Sidang Kasus Dugaan Pemalsuan Putusan MA, JPU Beberkan Bukti Email Yang Telah Uji Forensik Di Depan Saksi Ahli IT

Hukum & HAM, News177 Views

JAKARTA,Victoriousnews.com,-Sidang lanjutan perkara  dugaan pemalsuan putusan Mahkamah Agung, penipuan, dan penggelapan terdakwa Prof Marthen Napang kembali digelar di PN Jakarta Pusat, Selasa (26/11/24) dengan agenda mendengarkan keterangan saksi yang dihadirkan pihak terdakwa. Tiga saksi yang dihadirkan adalah ahli pidana, ahli IT dan saksi dari internal Unhas Makassar.

Kuasa hukum terdakwa menyampaikan  pertanyaan kepada saksi ahli pidana dengan   mempersoalkan  tentang sah atau tidaknya seseorang yang diminta bantuan hukum tanpa diberikan surat kuasa.

Hal yang paling menarik disimak adalah kuasa hukum terdakwa mencecar saksi ahli IT, Adi Wahyudi dengan pertanyaan seputar  email Marthen Napang yang diduga dipalsukan seseorang.

Saksi Ahli IT pin tampak lancar menjawab ketik ditanya soal mengenai status email  Marthen Napang hingga  soal data yang diperiksa oleh pihak forensik Polda Metro Jaya melalui flash disk. “Saudara saksi, jika email yang dipakai memakai double ‘p’. Misalnya yang asli marthennapang, kemudian ada yang gunakan marthennappang, apakah hal itu bisa direkayasa oleh seseorang?,  tanya kuasa hukum terdakwa kepada Ahli IT., Adi Wahyudi. Spontan Adi, menjawab “ ya kemungkinan itu bisa direkayasa,” ujarnya.

Namun sayangnya, berbagai cara kuasa hukum menggali informasi dari saksi Ahli IT, ternyata dimentahkan oleh pertanyaan JPU Suwarti.  “Saudara saksi, apakah Ahli pernah melakukan pemeriksaan forensik. Ahli IT Adi Wahyudi tampak gugup menjawab, “Tidak pernah”.

Saat itu kemudian JPU menjelaskan bahwa soal pemeriksaan digital forensik sudah dijelaskan oleh ahli forensik yang memeriksa mengenai email yang dipakai terdakwa dan hal itu sudah tidak ada persoalan.  “Begitu pula mengenai  penulisan alamat e-mail Marthen yang ditanyakan kuasa hukum huruf ‘p’ nya double, Hal sudah diklarifikasi kepada penyidik bahwa itu human error. Tapi kalau di  e-mail yang digunakan sama atau identik,” ujar JPU.

JPU Suwarti kemudian mengklarifikasi mengenai dugaan rekayasa atau pemalsuan email seperti pertanyaan kuasa hukum terdakwa. “Saudara saksi, saya tertarik, dengan ada dugaan rekayasa mengenai email. Disini saya tunjukkan bukti bahwa email ini yang sudah diperiksa secara forensik, dan itu identik yang digunakan terdakwa, “ tegas JPU sembari menunjukkan bukti.

Saksi ketiga, Baharudin yang juga dosen di Unhas Makassar ditanya seputar absensi Prof Marthen Napang selama beraktivitas di kampus. Bahkan Baharudin pun lugas menjawab, bahwa dirinya sangat mengenal terdakwa.

Padahal sesuai BAP, Baharudin hanya diperiksa mengenai status kepemilikan email, bukan soal absensi Marthen sebagai pengajar di Unhas.
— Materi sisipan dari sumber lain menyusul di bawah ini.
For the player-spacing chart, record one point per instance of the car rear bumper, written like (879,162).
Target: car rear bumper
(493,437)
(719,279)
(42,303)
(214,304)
Makanya JPU langsung mempertanyakan mengenai keterangan saksi Baharudin.  “Saudara saksi ketika di BAP soal e-mail, kok sekarang menjelaskan soal absensi?” tanya JPU sambil menunjukkan BAP.  Spontan saksi pun terbata-bata tidak bisa menjawab.

Kemudian JPU menanyakan saksi Baharudin, tahun berapa kasus terdakwa Marthen Napang ini terjadi? Jawab saksi “Tahun 2016”.

Padahal sesuai keterangan, saksi menjelaskan bahwa dirinya  aktif mengurus absensi dosen pada periode 2019-2020, kemudian karena pandemi sempat jeda dan lanjut lagi pada 2023. Sementara absensi atas nama Marthen Napang yang dipersoalkan pada Juni 2017. Ironisnya, keterangan  saksi menjadi tidak sinkron dengan perkara yang disidangkan.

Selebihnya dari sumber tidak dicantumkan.